A study by Ohio’s attorney general, Dave Yost, found that gun crime dropped in 6 of the state’s 8 largest cities after a constitutional carry law went into effect, allowing concealed carry without a permit.
Researchers analyzed crime data from a year before and after the 2022 law.
“In the year following, crime involving guns dropped across Ohio’s eight largest cities as a whole and in six of the eight individually,” the state attorney general’s office stated.
Six of Ohio’s eight largest cities saw less gun crime after the state’s “constitutional carry” law took effect, according to a study published today by the Center for Justice Research, a partnership between the office of AG Yost and @bgsu.

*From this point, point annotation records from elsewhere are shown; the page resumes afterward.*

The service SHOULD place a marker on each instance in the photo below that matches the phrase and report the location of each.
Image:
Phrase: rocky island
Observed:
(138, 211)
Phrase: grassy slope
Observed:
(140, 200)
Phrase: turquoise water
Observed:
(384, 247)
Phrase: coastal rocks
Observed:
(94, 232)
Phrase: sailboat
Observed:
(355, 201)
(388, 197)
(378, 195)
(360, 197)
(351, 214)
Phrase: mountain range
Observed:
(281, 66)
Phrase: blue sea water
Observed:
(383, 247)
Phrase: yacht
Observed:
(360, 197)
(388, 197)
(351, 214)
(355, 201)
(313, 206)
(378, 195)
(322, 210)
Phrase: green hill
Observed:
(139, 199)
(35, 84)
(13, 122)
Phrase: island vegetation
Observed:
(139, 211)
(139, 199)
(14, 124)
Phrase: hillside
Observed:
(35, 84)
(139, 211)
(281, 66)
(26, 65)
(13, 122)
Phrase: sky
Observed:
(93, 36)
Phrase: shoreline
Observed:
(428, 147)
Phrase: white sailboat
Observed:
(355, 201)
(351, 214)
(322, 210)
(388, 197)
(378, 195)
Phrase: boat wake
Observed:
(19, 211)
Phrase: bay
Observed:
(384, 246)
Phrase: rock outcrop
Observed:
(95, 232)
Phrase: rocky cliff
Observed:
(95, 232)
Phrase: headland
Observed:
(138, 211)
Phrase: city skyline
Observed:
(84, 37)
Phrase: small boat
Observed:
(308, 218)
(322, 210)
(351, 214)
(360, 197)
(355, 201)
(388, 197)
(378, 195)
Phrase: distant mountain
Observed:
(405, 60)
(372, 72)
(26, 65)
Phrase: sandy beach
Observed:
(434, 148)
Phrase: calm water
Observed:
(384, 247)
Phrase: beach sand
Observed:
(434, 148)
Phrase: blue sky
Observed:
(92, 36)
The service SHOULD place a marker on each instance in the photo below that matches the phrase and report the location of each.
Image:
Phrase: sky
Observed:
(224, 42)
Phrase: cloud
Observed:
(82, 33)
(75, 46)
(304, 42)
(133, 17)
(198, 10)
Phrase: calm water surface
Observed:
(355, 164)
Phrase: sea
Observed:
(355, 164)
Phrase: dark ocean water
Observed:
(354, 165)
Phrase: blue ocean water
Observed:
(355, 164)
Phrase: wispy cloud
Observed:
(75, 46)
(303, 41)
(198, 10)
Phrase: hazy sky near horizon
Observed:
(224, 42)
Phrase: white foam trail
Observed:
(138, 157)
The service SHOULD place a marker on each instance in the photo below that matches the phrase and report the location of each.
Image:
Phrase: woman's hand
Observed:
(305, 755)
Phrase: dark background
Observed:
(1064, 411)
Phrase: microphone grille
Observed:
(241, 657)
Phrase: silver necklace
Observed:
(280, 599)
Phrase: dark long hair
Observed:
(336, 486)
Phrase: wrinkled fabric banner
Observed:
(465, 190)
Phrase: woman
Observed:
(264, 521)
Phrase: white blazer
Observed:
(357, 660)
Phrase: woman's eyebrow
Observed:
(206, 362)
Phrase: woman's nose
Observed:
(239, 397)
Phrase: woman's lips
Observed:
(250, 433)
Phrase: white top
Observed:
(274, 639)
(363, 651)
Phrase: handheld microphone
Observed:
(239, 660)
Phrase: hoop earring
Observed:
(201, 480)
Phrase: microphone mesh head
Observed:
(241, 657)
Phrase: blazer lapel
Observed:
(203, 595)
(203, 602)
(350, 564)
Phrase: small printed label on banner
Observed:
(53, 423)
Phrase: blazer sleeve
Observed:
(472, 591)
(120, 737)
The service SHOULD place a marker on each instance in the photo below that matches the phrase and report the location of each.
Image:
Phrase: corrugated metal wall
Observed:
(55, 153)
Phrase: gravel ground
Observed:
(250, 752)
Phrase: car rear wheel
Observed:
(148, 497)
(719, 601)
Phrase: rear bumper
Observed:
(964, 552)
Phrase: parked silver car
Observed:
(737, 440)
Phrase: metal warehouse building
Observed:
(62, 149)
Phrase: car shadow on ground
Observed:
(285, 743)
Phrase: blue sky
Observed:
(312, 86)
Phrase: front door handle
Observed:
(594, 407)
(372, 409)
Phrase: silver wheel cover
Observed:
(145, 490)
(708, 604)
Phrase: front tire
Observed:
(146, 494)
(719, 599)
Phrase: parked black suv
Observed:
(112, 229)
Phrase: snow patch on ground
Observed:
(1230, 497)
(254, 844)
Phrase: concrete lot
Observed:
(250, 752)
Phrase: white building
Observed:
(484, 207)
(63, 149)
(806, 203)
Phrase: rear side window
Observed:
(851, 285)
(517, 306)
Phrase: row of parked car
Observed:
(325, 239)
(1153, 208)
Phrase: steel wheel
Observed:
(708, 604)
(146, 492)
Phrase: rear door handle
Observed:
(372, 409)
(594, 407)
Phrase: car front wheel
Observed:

Details: https://t.co/6gYnmJOdfe pic.twitter.com/OGCEgYPF2L— Ohio Attorney General Dave Yost (@OhioAG) January 3, 2024
Significant decreases occurred in Akron, Columbus and Toledo, with an overall 8% drop across the cities.
The study refutes claims that more legal guns cause more crime.
“Researchers analyzed data spanning from June 2021 to June 2023 — a year before and a year after the law took effect — focusing on crimes involving firearms, verified gunshot-detection alerts and the number of officers struck by gunfire,” the office said.
“The study showed significant decreases in the number of crimes involving firearms in Akron, Columbus and Toledo, and across all eight cities combined,” the office added.
While gun violence is a real problem, the attorney general said pressure must be kept on criminals, not law-abiding gun owners exercising their rights.
He noted gun laws do little to stop criminals accessing guns illegally.
“I genuinely did not know what the study would find,” Yost said. “I thought it would be useful either way.”
“This is not to downplay the very real problem of crime in many neighborhoods in our cities — you don’t need a research team to see that gun violence destroys lives, families and opportunity,” he said.
“The key takeaway from this study is that we have to keep the pressure on the criminals who shoot people, rather than Ohioans who responsibly exercise their Second Amendment rights,” he said.
Critics argue gun control mainly restricts self-defense rights and empower criminals, as crime has risen in Democrat-run cities with strict laws.